Je ne conteste pas que la fiction puisse donner une image très « vraie » de la réalité. Bien au contraire. C’est même sans doute la meilleure façon de rendre compte d’une réalité. Mais pour qui veut raconter l’histoire de Nijinsky, son Journal est un piège redoutable. Dans ces Carnets, qui sont le produit de quelques semaines de délire et de souffrances, Nijinsky, déjà malade, nous livre une image de lui-même. En prenant cette triste réalité pour une fiction, on pourra jouer la folie de l’homme, on ne pourra en aucun cas rendre compte de la réalité de sa vie.
C’est un choix, mais force est de constater que dès que l’on évoque Nijinsky, son Journal barre la route à toute autre forme d’investigation. Se faire l’interprète docile de ces Carnets à quelque chose à voir avec la censure. Peut-être même avec l’autocensure.

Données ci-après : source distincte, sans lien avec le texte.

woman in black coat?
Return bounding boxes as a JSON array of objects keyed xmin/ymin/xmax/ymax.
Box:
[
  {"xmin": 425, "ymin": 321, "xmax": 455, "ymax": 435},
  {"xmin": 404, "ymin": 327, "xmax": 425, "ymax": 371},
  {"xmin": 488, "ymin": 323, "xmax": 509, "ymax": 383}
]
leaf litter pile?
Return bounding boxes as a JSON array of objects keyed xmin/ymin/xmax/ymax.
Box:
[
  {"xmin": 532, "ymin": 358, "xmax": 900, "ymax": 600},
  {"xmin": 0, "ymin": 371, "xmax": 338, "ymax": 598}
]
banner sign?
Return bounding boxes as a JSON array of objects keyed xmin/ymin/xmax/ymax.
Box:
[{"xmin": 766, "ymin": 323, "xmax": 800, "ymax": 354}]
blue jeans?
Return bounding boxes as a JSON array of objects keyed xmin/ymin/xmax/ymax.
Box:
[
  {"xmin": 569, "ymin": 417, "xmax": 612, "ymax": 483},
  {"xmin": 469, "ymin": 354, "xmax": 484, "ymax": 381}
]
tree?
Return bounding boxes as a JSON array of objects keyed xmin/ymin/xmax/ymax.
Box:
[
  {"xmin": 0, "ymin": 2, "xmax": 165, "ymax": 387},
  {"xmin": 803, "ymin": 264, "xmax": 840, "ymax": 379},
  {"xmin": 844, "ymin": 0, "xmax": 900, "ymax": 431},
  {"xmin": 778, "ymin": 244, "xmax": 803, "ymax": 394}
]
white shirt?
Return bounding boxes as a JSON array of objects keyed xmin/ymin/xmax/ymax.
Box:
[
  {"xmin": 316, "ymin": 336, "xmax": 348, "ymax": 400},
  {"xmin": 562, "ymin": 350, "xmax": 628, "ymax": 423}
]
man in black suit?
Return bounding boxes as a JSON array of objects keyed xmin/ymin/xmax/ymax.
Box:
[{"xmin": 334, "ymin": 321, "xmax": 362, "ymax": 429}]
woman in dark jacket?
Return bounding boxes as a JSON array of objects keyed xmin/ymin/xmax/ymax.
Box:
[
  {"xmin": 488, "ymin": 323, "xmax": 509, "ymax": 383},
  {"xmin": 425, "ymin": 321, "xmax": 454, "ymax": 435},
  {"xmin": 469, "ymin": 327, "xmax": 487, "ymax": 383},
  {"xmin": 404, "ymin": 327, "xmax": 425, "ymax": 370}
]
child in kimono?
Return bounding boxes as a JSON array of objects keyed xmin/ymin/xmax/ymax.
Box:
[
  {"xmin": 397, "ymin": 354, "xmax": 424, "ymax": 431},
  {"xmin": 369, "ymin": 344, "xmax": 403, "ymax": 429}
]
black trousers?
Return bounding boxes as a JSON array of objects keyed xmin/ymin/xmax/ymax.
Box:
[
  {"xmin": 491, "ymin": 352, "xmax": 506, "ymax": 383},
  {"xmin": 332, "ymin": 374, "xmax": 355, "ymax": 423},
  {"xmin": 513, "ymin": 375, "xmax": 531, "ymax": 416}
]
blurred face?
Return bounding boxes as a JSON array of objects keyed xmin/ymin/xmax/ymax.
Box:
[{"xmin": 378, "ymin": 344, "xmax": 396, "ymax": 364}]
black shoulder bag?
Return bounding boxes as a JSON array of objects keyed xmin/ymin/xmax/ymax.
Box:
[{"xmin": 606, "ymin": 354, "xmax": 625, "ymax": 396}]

Si l’on peut s’égarer dans cet « ailleurs fascinant » dans lequel Nijinsky, un jour de 1919, s’est perdu, on peut aussi chercher, dans sa vie, ce qui a pu le détruire. Est-ce l’absence du père ? L’internement du frère ? L’omniprésence de la mère ? Le racisme de l’aristocratie russe pour ce petit polonais pauvre, l’hypocrisie de l’intelligentsia européenne, la possessivité de l’amour de Diaghilev, la fulgurance de son succès, la violence du travail de danseur, le bouleversement de la musique de Strawinsky, l’étrangeté de son mariage avec Romola, la douleur de l’exil ?
En cessant de penser que les maladies «mentales» sont des maladies «internes», ces évènements ne peuvent-ils pas être interprétés comme autant de coups reçus, de violences subies qui peuvent ébranler un homme ?
Si les Carnets renferment la mémoire d’un homme à bout de souffle, la danse de Nijinsky est sans cesse en révolution. Il danse le prince Albrecht dans Gisèle au théâtre Mariinsky, mais il est aussi le joueur de tennis de Jeux avec les Ballets Russes. Danseur académique en 1910, il est un danseur « contemporain » en 1912 !
Entré par effraction sur notre plateau, nous le suivrons sur ce chemin qui l’a mené de « l’en- dehors » à « l’en-dedans ». Bouleversant toutes les lois établies qui régissent notre scène, c’est en se jouant de nous que, joyeusement, il redistribuera les rôles, inversera le mouvement, imposera sa règle du jeu. Désormais, sa danse ne sera plus une révérence faite à l’autorité, mais une énergie offerte à partager.
C’est par le geste, par l’effort physique, en faisant confiance au « langage du corps », seule parole à laquelle Nijinsky ait eu accès et droit, que nous vous invitons à entrer en matière.